Het decor dat altijd achteraan op het toneel staat, komt nu naar voren, en speelt de hoofdrol. Benjamin Verdonck en co trekken aan de touwtjes en brengen voorwerpen in bewegingen, laten ze verschijnen, verschuiven en verdwijnen. Zo zijn we dat van Verdonck gewend: hij plaatst liever dingen dan mensen voor het voetlicht.

Dat doet hij in Een grot vol slijm met een rietje nu ook voor jong publiek. Deze keer geen driehoeken en parallellepipedums maar heuse vlakke bergen en vuurtorens van karton en papier-maché. Het is alsof je in een uitvergrote kijkdoos de dingetjes ziet bewegen, en je fantaseert er je eigen verhaal bij.

Benjamin Verdonck en het team zetten letterlijk de metafoor van Bruno Latour in zijn strijd tegen de klimaatverandering op het toneel. Die wetenschapsfilosoof zei dat in het huidige antropoceen de natuur, fauna, flora, de dingen een belangrijke rol spelen in het behoud van de planeet en van de leefbaarheid voor mensen, ‘decors zijn op het toneel geklommen om mee te spelen’.

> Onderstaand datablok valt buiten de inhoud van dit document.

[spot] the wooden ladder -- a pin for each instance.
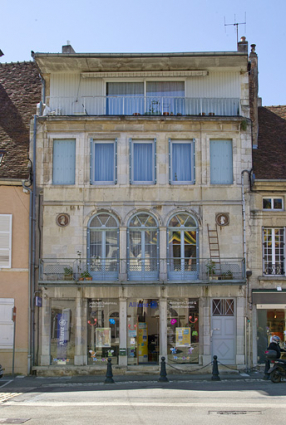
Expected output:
(214, 249)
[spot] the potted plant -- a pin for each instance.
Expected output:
(68, 273)
(85, 276)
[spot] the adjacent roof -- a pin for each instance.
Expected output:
(20, 91)
(269, 159)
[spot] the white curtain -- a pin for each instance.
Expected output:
(142, 162)
(104, 162)
(181, 162)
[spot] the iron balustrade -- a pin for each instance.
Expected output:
(141, 105)
(173, 269)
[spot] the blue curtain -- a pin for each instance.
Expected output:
(142, 162)
(104, 162)
(181, 162)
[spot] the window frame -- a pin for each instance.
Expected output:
(93, 142)
(193, 161)
(56, 140)
(215, 182)
(272, 203)
(8, 240)
(132, 142)
(277, 258)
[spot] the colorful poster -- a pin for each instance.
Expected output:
(103, 337)
(143, 342)
(183, 337)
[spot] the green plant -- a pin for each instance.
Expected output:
(68, 271)
(210, 266)
(85, 274)
(243, 125)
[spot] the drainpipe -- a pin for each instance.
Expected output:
(33, 247)
(246, 322)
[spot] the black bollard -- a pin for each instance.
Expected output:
(267, 367)
(109, 374)
(163, 373)
(215, 376)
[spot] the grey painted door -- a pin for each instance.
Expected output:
(223, 330)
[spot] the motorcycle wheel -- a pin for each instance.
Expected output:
(275, 377)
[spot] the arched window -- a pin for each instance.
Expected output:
(143, 247)
(182, 247)
(102, 247)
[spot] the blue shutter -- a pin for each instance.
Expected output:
(155, 161)
(170, 159)
(194, 161)
(91, 162)
(115, 161)
(130, 159)
(221, 162)
(64, 162)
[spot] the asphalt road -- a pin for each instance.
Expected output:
(193, 402)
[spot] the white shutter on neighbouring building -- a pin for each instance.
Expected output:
(5, 240)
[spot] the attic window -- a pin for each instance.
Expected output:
(2, 154)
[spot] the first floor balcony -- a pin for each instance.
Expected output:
(61, 271)
(142, 106)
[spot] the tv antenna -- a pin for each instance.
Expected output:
(235, 24)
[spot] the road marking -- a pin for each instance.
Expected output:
(6, 396)
(8, 382)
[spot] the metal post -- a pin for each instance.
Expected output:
(109, 374)
(215, 376)
(163, 373)
(266, 369)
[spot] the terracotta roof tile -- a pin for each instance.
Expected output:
(20, 91)
(269, 160)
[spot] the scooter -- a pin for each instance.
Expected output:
(278, 371)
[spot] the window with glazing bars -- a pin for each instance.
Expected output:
(274, 251)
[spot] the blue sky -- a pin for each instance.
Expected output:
(150, 26)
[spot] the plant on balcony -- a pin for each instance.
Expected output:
(85, 276)
(68, 273)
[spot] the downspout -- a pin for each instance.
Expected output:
(246, 345)
(32, 340)
(29, 273)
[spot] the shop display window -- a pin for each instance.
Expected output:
(269, 323)
(102, 331)
(142, 331)
(62, 332)
(183, 331)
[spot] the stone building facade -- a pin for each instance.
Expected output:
(141, 200)
(20, 91)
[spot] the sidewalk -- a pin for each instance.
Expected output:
(7, 382)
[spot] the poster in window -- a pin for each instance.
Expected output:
(183, 337)
(103, 337)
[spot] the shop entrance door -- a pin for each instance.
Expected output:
(143, 332)
(223, 330)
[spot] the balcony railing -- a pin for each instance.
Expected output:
(61, 270)
(141, 105)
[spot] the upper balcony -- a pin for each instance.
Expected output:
(141, 106)
(173, 270)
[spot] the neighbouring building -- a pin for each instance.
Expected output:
(141, 191)
(20, 91)
(267, 292)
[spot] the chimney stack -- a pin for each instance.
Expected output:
(253, 94)
(67, 48)
(242, 45)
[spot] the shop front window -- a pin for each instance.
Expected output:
(269, 323)
(183, 331)
(102, 331)
(62, 332)
(143, 331)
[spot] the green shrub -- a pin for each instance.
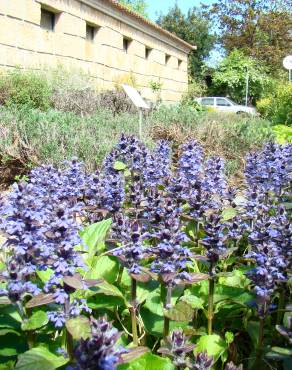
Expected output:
(30, 136)
(264, 107)
(25, 88)
(277, 106)
(282, 104)
(283, 134)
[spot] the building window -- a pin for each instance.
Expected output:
(90, 32)
(167, 58)
(126, 44)
(147, 52)
(48, 20)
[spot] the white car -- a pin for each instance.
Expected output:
(225, 105)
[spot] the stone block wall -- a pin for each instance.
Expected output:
(25, 44)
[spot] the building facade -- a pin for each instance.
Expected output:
(100, 37)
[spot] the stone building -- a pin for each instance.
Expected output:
(101, 37)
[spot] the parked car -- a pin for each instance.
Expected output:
(225, 105)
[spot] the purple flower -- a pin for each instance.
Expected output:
(101, 350)
(178, 348)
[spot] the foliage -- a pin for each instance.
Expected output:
(277, 106)
(230, 77)
(195, 89)
(283, 134)
(195, 28)
(151, 262)
(138, 6)
(81, 102)
(29, 137)
(25, 88)
(259, 28)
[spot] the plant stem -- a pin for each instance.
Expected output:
(133, 311)
(281, 306)
(259, 353)
(121, 270)
(68, 336)
(166, 306)
(197, 233)
(210, 304)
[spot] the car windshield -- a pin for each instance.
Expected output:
(231, 101)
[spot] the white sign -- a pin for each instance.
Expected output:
(135, 97)
(287, 62)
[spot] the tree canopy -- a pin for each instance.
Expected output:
(230, 77)
(260, 28)
(195, 28)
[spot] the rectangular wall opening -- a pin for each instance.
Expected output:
(147, 52)
(126, 44)
(91, 32)
(167, 58)
(48, 20)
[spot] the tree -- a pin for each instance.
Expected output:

In Een grot vol slijm en een rietje zijn het alleen decorstukken die een rol hebben, de mens is helemaal in de coulissen verdwenen en als hij of zij al even te zien is, is het iemand die zich in het zwart gehuld heeft in de hoop of veronderstelling onzichtbaar te zijn. Dit is een pure theater der dingen-voorstelling.

De Maan uit Mechelen is het oudste poppentheater van Vlaanderen. Vlak na de Tweede Wereldoorlog richtte Jozef Contryn het gezelschap op. Eerst heette het Hopla, daarna Mechels Stadpoppentheater. Het was een familiebedrijfje. Na Jozef waren het Louis Contryn en zijn vrouw die stukken schreven, de poppen en het decor maakten en veel speelden. Zoon Paul gleed als vanzelf mee in het poppenspel, en groeide uit tot een bijzonder ontwerper van poppen en allerlei figuren.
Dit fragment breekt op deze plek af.